The likelihood X of rolling precisely okay successes on n cube, the place every die can succeed with likelihood p is given by the binomial distribution:
X(okay,n,p) = nCk * p^okay * (1-p)^(n-k)
the place nCk is “n select okay” is n! / (okay! * (n-k)!)
Since there are three sword sides (melee successes) on the die, p for melee hits is 1/2. Two bows (ranged successes) means p for ranged hits is 1/3. And two shields means p for protection is 1/3.
So then it is only a matter of figuring the product of every attacking X(okay,n,p) worth in opposition to the decrease protection successes.
With one melee assault die and nil protection cube, the one technique to succeed is with successful (success):
X(1,1,1/2) = 0.5
With 1 melee die vs 1 protection die, you verify for 1 vs. 0:
X(1,1,1/2) * X(0,1,1/3) = 0.5 * 0.67 = 0.33
With 2 melee cube vs 1 protection die, you verify for all of the methods to attain a number of profitable hits: 1 vs. 0, 2 vs. 0, and a pair of vs.1, and add them up.

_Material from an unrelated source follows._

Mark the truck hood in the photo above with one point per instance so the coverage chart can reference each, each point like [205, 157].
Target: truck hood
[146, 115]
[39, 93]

X(1,2,1/2)*X(0,1,1/3) + X(2,2,1/2)*X(0,1,1/3) + X(2,2,1/2)*X(1,1,1/3)
And so forth.
To wrap all of it up in on summation equation, use a operate to symbolize the variety of successes anticipated on n cube:
X ~ B(n,p)
so E[X] = n*p
After which work out the likelihood of the attacker’s rating X being larger than the defender’s rating Y
P[X>Y]
which is identical as
P[X-Y > 0]
which is the topic answered over on this query on math change.